Scrape UK Property Prices from Rightmove (Dataset Builder + Screenshots)

Rightmove is one of the biggest UK property portals. If you’re building a market research dataset (sold prices, property attributes, locations), you typically need two layers of scraping:

  1. search / results pages → discover listing URLs
  2. detail pages → extract structured fields (price, address, bedrooms, sold date, etc.)

In this guide, we’ll build a production-grade Rightmove sold-price dataset builder in Python:

  • pagination with repeatable URL building
  • robust HTML parsing (no “magic” selectors you can’t explain)
  • retries + backoff for transient errors
  • exports to CSV and JSON Lines
  • (optional) ProxiesAPI integration for more stable crawling

Rightmove results page (we’ll crawl results → then listing details)

Keep Rightmove crawls stable with ProxiesAPI

Real estate sites often throttle aggressive crawls.
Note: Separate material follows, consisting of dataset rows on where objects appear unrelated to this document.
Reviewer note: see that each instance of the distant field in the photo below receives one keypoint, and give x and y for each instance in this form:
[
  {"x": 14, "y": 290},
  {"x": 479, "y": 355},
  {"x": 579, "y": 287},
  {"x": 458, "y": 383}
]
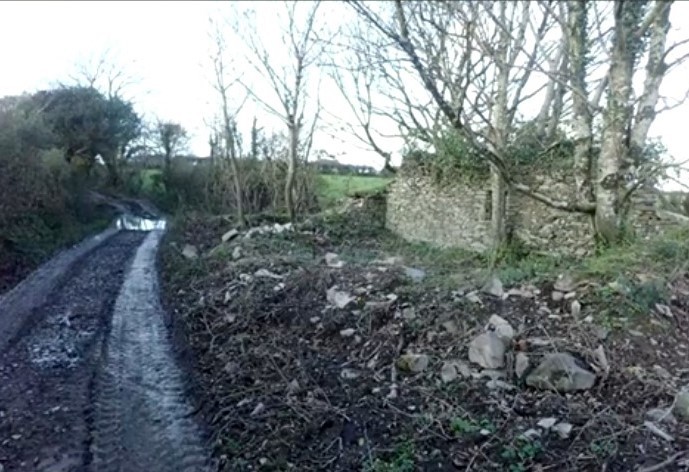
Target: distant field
[{"x": 332, "y": 188}]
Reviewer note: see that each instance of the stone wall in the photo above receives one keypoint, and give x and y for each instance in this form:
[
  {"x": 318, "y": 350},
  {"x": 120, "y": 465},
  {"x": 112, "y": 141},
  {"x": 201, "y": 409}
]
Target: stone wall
[
  {"x": 459, "y": 216},
  {"x": 447, "y": 217}
]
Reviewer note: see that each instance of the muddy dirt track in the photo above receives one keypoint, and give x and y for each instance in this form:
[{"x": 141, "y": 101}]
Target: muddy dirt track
[{"x": 90, "y": 381}]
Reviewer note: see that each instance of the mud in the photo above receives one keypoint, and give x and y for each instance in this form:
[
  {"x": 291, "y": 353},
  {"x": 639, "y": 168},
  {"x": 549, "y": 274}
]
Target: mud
[{"x": 89, "y": 381}]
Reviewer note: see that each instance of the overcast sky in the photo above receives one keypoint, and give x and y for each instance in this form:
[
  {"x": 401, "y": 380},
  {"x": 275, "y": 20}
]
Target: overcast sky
[{"x": 166, "y": 45}]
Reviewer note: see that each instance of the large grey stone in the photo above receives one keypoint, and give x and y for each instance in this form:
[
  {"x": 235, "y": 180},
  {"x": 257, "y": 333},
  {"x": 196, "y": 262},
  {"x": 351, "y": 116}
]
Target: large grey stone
[
  {"x": 560, "y": 372},
  {"x": 681, "y": 408},
  {"x": 488, "y": 351},
  {"x": 190, "y": 252},
  {"x": 502, "y": 328},
  {"x": 521, "y": 364},
  {"x": 417, "y": 275},
  {"x": 231, "y": 234},
  {"x": 494, "y": 287},
  {"x": 413, "y": 362}
]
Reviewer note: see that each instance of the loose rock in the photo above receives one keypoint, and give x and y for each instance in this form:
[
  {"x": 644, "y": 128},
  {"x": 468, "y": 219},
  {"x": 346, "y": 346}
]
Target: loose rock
[
  {"x": 546, "y": 423},
  {"x": 474, "y": 298},
  {"x": 237, "y": 253},
  {"x": 338, "y": 298},
  {"x": 521, "y": 364},
  {"x": 576, "y": 308},
  {"x": 267, "y": 274},
  {"x": 231, "y": 234},
  {"x": 190, "y": 252},
  {"x": 563, "y": 430},
  {"x": 450, "y": 326},
  {"x": 499, "y": 385},
  {"x": 347, "y": 333},
  {"x": 681, "y": 408},
  {"x": 333, "y": 260},
  {"x": 502, "y": 328},
  {"x": 413, "y": 362},
  {"x": 448, "y": 372},
  {"x": 561, "y": 372},
  {"x": 350, "y": 374},
  {"x": 660, "y": 415},
  {"x": 417, "y": 275},
  {"x": 564, "y": 283},
  {"x": 494, "y": 287},
  {"x": 488, "y": 351}
]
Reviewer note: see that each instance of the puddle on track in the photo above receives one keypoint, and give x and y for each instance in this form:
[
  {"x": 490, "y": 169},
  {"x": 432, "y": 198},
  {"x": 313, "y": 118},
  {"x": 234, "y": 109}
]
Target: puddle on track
[{"x": 136, "y": 223}]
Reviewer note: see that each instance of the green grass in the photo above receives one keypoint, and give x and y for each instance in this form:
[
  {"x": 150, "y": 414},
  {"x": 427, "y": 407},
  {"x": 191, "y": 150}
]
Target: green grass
[{"x": 334, "y": 188}]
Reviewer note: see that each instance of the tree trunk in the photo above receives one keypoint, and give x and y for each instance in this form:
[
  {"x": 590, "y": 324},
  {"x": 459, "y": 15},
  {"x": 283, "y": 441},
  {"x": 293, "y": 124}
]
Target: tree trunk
[
  {"x": 291, "y": 169},
  {"x": 655, "y": 71},
  {"x": 616, "y": 121},
  {"x": 582, "y": 119},
  {"x": 499, "y": 130}
]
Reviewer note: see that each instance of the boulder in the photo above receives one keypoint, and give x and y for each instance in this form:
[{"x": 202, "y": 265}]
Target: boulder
[
  {"x": 488, "y": 351},
  {"x": 560, "y": 372},
  {"x": 565, "y": 283},
  {"x": 190, "y": 252},
  {"x": 681, "y": 408},
  {"x": 413, "y": 362},
  {"x": 448, "y": 372},
  {"x": 230, "y": 235},
  {"x": 417, "y": 275},
  {"x": 563, "y": 430},
  {"x": 501, "y": 328},
  {"x": 494, "y": 287},
  {"x": 333, "y": 260},
  {"x": 521, "y": 364},
  {"x": 237, "y": 253},
  {"x": 338, "y": 298}
]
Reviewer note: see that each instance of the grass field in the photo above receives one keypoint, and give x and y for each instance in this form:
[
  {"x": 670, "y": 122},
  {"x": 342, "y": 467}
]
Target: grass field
[
  {"x": 333, "y": 188},
  {"x": 330, "y": 188}
]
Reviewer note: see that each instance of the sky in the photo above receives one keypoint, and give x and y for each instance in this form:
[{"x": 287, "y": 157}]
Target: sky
[{"x": 166, "y": 47}]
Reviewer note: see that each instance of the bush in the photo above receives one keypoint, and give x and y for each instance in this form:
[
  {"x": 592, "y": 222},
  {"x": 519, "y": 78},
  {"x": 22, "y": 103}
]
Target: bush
[{"x": 210, "y": 186}]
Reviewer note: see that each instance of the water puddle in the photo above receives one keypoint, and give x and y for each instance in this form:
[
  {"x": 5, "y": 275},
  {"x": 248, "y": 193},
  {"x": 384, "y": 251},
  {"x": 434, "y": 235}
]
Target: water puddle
[{"x": 135, "y": 223}]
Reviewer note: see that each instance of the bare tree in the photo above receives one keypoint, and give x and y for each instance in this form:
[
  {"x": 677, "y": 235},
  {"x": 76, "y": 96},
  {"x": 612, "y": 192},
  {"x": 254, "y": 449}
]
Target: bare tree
[
  {"x": 225, "y": 81},
  {"x": 503, "y": 53},
  {"x": 291, "y": 82},
  {"x": 171, "y": 139}
]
ProxiesAPI helps you keep your dataset builder reliable when you scale to many pages and detail URLs.


Important note (ethics + stability)

Property sites are sensitive to heavy traffic. Be respectful:

  • scrape only what you need
  • add delays and caching
  • prefer off-peak runs
  • don’t hammer detail pages with high concurrency

This tutorial is meant for legitimate use cases (analytics, research, internal tooling). Always check the site’s terms and applicable law.
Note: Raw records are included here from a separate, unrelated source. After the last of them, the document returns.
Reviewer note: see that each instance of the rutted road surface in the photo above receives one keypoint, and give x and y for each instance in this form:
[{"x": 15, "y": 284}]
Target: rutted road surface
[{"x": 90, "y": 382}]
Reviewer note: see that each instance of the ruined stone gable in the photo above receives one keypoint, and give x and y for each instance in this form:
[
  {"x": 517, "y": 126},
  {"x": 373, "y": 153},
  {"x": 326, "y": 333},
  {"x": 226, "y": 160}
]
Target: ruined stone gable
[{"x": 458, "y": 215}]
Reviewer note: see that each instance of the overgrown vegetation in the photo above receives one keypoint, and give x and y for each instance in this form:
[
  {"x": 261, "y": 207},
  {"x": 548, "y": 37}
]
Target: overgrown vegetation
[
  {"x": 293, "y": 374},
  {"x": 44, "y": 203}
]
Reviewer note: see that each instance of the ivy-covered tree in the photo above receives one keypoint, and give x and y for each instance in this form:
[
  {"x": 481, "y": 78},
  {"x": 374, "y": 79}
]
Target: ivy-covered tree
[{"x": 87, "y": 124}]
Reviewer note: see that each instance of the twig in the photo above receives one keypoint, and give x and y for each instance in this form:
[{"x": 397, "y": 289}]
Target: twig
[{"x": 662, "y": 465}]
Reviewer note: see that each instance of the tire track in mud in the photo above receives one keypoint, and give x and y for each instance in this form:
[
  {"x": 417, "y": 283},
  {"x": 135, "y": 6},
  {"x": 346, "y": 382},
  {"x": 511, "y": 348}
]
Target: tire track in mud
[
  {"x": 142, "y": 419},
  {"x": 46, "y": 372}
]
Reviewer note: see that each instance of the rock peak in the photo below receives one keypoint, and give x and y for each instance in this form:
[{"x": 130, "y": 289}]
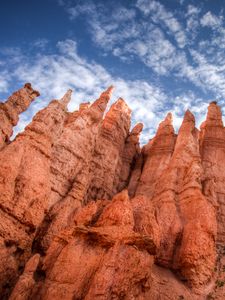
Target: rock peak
[{"x": 66, "y": 98}]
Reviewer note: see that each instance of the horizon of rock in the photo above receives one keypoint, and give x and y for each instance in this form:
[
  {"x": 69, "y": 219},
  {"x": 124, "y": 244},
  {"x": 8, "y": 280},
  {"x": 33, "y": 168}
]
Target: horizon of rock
[{"x": 86, "y": 213}]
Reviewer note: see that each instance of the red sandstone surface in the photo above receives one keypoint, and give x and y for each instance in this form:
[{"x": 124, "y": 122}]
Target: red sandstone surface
[{"x": 86, "y": 213}]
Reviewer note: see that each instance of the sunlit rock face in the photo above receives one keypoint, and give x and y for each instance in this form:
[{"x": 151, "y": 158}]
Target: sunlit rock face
[{"x": 86, "y": 213}]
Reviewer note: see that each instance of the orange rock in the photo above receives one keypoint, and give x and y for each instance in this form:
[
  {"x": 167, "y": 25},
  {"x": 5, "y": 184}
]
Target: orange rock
[
  {"x": 87, "y": 214},
  {"x": 10, "y": 110}
]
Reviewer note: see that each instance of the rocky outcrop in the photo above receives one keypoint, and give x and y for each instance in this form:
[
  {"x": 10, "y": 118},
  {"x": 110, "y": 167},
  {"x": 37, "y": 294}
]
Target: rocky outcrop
[
  {"x": 10, "y": 110},
  {"x": 25, "y": 185},
  {"x": 86, "y": 213}
]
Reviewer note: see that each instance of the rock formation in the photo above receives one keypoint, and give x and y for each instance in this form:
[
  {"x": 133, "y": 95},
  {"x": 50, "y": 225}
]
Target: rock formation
[{"x": 86, "y": 213}]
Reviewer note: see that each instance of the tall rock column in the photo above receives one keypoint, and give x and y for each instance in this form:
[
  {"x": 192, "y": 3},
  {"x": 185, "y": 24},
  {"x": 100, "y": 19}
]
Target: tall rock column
[
  {"x": 10, "y": 110},
  {"x": 127, "y": 159},
  {"x": 195, "y": 254},
  {"x": 25, "y": 184},
  {"x": 157, "y": 154},
  {"x": 212, "y": 148},
  {"x": 70, "y": 164},
  {"x": 108, "y": 150}
]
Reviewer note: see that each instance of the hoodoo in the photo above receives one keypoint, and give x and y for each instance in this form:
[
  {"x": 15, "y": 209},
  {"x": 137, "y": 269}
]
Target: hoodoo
[{"x": 87, "y": 213}]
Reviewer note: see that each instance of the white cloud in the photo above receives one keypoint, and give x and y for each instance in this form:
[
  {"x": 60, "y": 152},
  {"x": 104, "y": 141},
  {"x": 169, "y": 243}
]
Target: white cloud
[
  {"x": 160, "y": 14},
  {"x": 52, "y": 75},
  {"x": 211, "y": 20}
]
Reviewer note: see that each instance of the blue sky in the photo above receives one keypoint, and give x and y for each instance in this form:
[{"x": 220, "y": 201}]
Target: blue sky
[{"x": 160, "y": 55}]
What we’re scraping (Rightmove pages)

Rightmove has multiple “surfaces” (for sale, to rent, sold). The exact URLs change over time, but the overall shape stays the same:

  • results pages with a list of properties
  • property detail pages with the fields you actually want

Your scraper should be written so that:

  • you can swap out the start URL (a results page you captured)
  • your parser is resilient to minor DOM changes

In practice you’ll start with a known-good results URL (from your browser) and treat it as configuration.


Setup

python3 -m venv .venv
source .venv/bin/activate
pip install requests beautifulsoup4 lxml tenacity

We’ll use:

  • requests for HTTP
  • BeautifulSoup(lxml) for parsing
  • tenacity for clean retries

Step 1: A reliable fetch() with headers, timeouts, retries

Rightmove (like many high-traffic sites) can return:

  • 403/429 if you look bot-like
  • 5xx occasionally
  • HTML that differs slightly per request

Start with a solid network layer.

import random
import time
from dataclasses import dataclass

import requests
from tenacity import retry, stop_after_attempt, wait_exponential, retry_if_exception_type

TIMEOUT = (10, 30)  # connect, read

DEFAULT_HEADERS = {
    "User-Agent": (
        "Mozilla/5.0 (Macintosh; Intel Mac OS X 10_15_7) "
        "AppleWebKit/537.36 (KHTML, like Gecko) "
        "Chrome/124.0.0.0 Safari/537.36"
    ),
    "Accept": "text/html,application/xhtml+xml,application/xml;q=0.9,*/*;q=0.8",
    "Accept-Language": "en-GB,en;q=0.9",
}


class FetchError(Exception):
    pass


@dataclass
class FetchResult:
    url: str
    status_code: int
    text: str


@retry(
    reraise=True,
    stop=stop_after_attempt(5),
    wait=wait_exponential(multiplier=1, min=1, max=20),
    retry=retry_if_exception_type(FetchError),
)
def fetch_html(session: requests.Session, url: str) -> FetchResult:
    r = session.get(url, headers=DEFAULT_HEADERS, timeout=TIMEOUT)

    if r.status_code in (403, 429):
        # Treat as retryable — you may want to rotate IPs here.
        raise FetchError(f"blocked: {r.status_code}")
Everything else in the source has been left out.